Clinical response to gastric electrical stimulation in patients with postsurgical gastroparesis.

作者信息

McCallum Richard, Lin Zhiyue, Wetzel Paul, Sarosiek Irene, Forster Jameson

机构信息

Department of Medicine, Mail stop: 1058, University of Kansas Medical Center, 3901 Rainbow Blvd, Kansas City, KS 66160, USA.

出版信息

Clin Gastroenterol Hepatol. 2005 Jan;3(1):49-54. doi: 10.1016/s1542-3565(04)00605-6.

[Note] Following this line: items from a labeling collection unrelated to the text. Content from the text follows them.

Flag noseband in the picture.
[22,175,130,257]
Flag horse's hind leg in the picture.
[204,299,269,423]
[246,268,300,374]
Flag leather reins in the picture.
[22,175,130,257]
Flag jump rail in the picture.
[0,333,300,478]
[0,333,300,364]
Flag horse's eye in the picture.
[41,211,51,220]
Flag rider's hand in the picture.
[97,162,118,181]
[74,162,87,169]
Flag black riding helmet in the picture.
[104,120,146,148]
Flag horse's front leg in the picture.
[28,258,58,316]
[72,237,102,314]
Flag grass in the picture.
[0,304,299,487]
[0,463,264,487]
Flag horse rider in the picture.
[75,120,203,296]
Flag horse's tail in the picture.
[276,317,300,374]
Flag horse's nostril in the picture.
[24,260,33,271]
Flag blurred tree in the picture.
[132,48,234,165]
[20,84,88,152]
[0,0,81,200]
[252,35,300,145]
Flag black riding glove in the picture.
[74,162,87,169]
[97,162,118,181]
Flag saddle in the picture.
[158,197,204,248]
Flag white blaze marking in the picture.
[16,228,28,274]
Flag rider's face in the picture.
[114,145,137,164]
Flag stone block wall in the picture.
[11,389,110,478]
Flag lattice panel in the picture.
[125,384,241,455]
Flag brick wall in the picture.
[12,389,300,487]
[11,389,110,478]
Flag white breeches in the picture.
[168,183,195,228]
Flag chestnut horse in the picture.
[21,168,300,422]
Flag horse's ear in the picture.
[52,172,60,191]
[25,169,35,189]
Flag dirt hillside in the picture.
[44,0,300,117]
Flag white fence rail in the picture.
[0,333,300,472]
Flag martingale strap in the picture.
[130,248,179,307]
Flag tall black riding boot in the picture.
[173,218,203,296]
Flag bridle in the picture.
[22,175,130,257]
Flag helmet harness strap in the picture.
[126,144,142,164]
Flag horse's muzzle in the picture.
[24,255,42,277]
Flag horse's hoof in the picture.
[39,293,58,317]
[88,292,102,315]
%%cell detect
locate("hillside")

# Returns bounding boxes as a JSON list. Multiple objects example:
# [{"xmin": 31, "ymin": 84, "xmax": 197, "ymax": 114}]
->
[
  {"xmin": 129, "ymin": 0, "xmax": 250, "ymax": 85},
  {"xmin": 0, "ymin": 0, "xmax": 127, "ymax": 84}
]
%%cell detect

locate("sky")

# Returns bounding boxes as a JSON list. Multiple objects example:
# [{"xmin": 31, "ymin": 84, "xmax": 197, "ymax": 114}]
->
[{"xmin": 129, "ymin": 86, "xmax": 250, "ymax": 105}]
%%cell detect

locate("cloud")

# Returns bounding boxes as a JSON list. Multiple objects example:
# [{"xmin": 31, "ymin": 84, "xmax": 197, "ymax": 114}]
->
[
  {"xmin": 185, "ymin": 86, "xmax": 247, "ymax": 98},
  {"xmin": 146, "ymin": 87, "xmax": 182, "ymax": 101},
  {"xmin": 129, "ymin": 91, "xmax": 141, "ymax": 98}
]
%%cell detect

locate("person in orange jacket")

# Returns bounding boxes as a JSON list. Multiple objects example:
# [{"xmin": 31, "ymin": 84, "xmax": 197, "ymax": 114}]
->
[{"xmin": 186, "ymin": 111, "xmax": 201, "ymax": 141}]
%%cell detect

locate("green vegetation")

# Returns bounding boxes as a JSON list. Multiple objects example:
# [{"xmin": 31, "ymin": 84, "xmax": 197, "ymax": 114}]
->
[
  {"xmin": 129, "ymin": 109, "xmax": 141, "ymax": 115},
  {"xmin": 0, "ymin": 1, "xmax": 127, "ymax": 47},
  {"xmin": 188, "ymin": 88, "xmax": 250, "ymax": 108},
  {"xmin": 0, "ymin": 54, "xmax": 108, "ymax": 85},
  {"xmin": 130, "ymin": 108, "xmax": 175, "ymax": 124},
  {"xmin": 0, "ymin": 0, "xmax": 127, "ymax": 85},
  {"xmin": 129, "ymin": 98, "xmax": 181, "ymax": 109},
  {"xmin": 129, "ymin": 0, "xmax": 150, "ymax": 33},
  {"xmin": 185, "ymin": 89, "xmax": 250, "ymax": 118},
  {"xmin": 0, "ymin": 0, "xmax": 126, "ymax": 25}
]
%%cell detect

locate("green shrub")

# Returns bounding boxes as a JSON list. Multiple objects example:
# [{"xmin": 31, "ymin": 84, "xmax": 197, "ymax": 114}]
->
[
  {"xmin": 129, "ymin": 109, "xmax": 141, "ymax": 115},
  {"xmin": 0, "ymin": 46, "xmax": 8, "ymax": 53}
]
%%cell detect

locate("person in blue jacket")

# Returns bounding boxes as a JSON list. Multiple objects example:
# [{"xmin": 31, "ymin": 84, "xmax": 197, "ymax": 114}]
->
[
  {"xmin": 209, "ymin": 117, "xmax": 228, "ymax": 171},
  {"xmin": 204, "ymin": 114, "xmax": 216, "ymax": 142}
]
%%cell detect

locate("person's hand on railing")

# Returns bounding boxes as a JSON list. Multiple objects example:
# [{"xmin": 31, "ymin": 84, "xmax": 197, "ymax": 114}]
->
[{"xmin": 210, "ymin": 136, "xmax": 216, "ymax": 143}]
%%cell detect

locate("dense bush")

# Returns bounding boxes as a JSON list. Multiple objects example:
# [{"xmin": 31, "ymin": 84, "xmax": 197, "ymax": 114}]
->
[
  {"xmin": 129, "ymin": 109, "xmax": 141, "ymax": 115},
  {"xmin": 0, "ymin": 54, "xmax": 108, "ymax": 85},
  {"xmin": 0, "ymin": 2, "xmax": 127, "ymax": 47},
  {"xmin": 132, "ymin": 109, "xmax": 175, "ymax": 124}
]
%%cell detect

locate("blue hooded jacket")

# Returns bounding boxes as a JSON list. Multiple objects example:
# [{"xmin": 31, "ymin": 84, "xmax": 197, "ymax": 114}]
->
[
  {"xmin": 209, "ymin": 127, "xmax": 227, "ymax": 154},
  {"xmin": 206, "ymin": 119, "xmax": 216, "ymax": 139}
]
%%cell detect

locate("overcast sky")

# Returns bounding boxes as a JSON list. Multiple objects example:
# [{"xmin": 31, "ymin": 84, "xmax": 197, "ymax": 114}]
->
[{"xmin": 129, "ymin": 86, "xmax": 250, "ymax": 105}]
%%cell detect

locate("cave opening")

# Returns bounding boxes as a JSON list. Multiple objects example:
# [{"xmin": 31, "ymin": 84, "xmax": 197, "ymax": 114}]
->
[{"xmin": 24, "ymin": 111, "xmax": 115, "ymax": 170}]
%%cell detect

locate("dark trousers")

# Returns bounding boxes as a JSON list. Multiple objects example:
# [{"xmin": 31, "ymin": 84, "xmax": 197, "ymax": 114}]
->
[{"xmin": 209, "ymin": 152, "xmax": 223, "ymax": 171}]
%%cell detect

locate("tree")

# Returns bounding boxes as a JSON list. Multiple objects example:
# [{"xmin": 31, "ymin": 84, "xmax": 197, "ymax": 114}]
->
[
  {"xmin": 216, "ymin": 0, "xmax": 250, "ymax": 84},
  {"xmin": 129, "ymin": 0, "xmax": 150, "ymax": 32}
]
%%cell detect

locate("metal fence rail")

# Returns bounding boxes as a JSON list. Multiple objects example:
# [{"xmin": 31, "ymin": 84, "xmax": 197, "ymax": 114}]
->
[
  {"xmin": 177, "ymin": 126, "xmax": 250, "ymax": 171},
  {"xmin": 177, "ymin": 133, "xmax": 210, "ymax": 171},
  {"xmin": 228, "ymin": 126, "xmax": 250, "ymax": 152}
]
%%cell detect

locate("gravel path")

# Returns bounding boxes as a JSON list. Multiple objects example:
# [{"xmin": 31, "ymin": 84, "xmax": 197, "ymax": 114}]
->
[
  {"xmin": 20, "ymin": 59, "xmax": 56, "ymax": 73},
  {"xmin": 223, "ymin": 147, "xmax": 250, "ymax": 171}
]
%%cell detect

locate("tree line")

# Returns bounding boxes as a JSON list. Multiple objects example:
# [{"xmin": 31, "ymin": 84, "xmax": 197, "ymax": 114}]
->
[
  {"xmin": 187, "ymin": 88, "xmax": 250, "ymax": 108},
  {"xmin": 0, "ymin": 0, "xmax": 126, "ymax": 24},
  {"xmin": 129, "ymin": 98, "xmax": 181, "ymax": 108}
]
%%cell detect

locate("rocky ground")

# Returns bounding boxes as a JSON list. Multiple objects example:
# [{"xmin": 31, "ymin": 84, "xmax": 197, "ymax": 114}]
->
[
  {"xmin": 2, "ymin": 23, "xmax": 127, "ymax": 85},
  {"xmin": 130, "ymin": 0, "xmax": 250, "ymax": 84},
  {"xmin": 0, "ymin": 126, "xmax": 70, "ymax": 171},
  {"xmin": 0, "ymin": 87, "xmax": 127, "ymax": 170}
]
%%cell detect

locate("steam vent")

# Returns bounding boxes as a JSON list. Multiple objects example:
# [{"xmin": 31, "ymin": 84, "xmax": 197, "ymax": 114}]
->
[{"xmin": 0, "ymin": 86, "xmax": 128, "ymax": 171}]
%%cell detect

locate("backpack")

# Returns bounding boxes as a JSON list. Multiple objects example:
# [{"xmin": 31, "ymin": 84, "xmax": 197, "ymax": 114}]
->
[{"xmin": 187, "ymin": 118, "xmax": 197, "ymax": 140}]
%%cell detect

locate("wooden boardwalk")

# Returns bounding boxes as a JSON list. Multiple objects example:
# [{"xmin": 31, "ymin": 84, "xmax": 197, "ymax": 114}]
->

DOI:10.1016/s1542-3565(04)00605-6
PMID:15645404
Abstract

BACKGROUND & AIMS: The aim of this study was to report the long-term clinical response to high-frequency gastric electrical stimulation (GES) in 16 patients with postsurgical gastroparesis who failed standard medical therapy.

METHODS

Clinical data collected at baseline and after 6 and 12 months of GES included (1) severity and frequency of 6 upper gastrointestinal (GI) symptoms by using a 5-point symptom interview questionnaire and total symptom score, (2) health-related quality of life including physical composite score and mental composite score, (3) 4-hour standardized gastric emptying of a solid meal by scintigraphy, and (4) nutritional status.

RESULTS

The severity and frequency of all 6 upper GI symptoms, total symptom score, physical composite score, and mental composite score were significantly improved after 6 months and sustained at 12 months ( P < .05). All patients had delayed gastric emptying at baseline. Gastric emptying was not significantly faster at 12 months, although 3 normalized. At implantation, 7 of 16 patients required nutritional support with a feeding jejunostomy tube; after GES, 4 were able to discontinue jejunal feeding. The mean number of hospitalization days was significantly reduced by a mean 25 days compared with the prior year. One patient had the device removed after 12 months because of infection around the pulse generator.

CONCLUSIONS

Long-term GES significantly improved upper GI symptoms, quality of life, the nutritional status, and hospitalization requirements of patients with postsurgical gastroparesis. Although vagal nerve damage or disruption was part of the underlying pathophysiology, GES therapy was still effective and is a potential treatment option for the long-term management of postsurgical gastroparesis. A controlled clinical trial of GES for PSG patients (who are refractory to medical therapy) is indicated given these encouraging results.

摘要

背景与目的

本研究旨在报告16例标准药物治疗无效的术后胃轻瘫患者接受高频胃电刺激(GES)后的长期临床反应。

方法

在GES治疗前及治疗6个月和12个月后收集的临床数据包括:(1)采用5分症状访谈问卷评估6种上消化道(GI)症状的严重程度和频率以及总症状评分;(2)健康相关生活质量,包括身体综合评分和心理综合评分;(3)通过闪烁扫描法测定固体餐4小时标准化胃排空情况;(4)营养状况。

结果

6种上消化道症状的严重程度和频率、总症状评分、身体综合评分和心理综合评分在6个月后均显著改善,并在12个月时维持改善状态(P <.05)。所有患者在基线时均存在胃排空延迟。尽管有3例患者胃排空恢复正常,但在12个月时胃排空并未显著加快。植入时,16例患者中有7例需要通过空肠造口喂养管进行营养支持;GES治疗后,4例患者能够停止空肠喂养。与上一年相比,平均住院天数显著减少,平均减少25天。1例患者在12个月后因脉冲发生器周围感染而取出装置。

结论

长期GES显著改善了术后胃轻瘫患者的上消化道症状、生活质量、营养状况和住院需求。尽管迷走神经损伤或中断是潜在病理生理学的一部分,但GES治疗仍然有效,是术后胃轻瘫长期管理的一种潜在治疗选择。鉴于这些令人鼓舞的结果,建议对药物治疗无效的PSG患者进行GES对照临床试验。